| The Church originates from the fourteenth century, having been built by the Berkeley family. The presence of the Norman font suggests that there was an earlier Church (although this was reputedly partially built into the North wall in the eighteenth century - reference Pevsners Gloucester).
There was certainly a Saxon Church, as the Doomsday Book states "Stoche hath one priest". This was probably a wooden building, and there would have been some sort of priest's dwelling.
Archaeological excavations have revealed Roman occupation in the parish. Coins found on the site suggest that this occupation was from about AD270-350. This covers the time that the Christian Constantine was emperor, so it is possible that there was Christian worship in the Parish at that time.

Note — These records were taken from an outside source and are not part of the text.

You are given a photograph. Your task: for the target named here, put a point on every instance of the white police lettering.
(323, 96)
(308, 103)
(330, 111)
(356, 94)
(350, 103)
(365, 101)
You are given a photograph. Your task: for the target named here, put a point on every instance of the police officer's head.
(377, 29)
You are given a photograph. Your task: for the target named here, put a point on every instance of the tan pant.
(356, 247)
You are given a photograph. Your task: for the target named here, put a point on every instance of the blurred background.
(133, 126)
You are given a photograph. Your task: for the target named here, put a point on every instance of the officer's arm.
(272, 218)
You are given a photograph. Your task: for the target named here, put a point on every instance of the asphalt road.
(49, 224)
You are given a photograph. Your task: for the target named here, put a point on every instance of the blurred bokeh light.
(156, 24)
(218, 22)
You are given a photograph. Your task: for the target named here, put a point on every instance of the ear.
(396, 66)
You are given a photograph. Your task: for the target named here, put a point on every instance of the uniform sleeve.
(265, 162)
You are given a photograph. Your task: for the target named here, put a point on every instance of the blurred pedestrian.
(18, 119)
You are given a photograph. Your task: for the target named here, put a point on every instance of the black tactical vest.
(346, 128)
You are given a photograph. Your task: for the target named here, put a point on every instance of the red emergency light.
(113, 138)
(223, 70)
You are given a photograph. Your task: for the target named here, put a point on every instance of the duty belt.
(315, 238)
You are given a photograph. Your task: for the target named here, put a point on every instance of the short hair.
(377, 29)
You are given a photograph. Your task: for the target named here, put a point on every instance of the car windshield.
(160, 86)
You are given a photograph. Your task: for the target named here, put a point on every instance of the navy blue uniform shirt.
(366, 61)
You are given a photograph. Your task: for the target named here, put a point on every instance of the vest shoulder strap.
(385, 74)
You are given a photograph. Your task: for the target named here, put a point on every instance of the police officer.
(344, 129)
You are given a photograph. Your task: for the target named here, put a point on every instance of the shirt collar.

Almost certainly later when St Augustine came to England.
In the 1930's Arthur Mee in his 'Gloucestershire - The Kings England' described the village as 'One of the little places around Bristol, with a mediaeval Church between its green and busy railway junction. A quaint red-roofed building, with many gables, the Church has an embattled tower on the south side, opening with a plain massive arch with a pinnacled leafy hood, and in the simple inner doorway hangs an old studded door. Inside, the walls are cream, the roofs white and some of the walls are leaning. Square fluted pillars divide the Nave and the Aisle, and the Norman font, with a bowl like a great cushion capital, is partly built into a wall. The low altar rails are Jacobean. A l3th century window has a face among old fragments.'
In more recent times the population in the parish increased considerably. This was due to building of the railway in 1858, Sir George White's "Aeroplane Works" from 1910 through two World Wars and further, and the general building programmes from the 1960's onwards.
The Old School Rooms, given to the people of Stoke Gifford as part of the Duke of Beaufort's Estate, is now administered by the church. A coat of arms can be seen just under the apex of the eaves.
The congregation at St Michael's increased correspondingly. In 1991 the Church of Christ the King was built at Bradley Stoke, still in the ecclesiastical parish of Stoke Gifford, with the Reverend Stephen Smith as its vicar and the Reverend David Widdows as the team rector. Each congregation had its own district council, both joining together in a parochial church council. Building of the new church was financed by parishioners throughout the diocese under the Diocesan Development Programme. Finance for equipment came from within the congregation and others as the result of an appeal fund for £50,000 in 1988.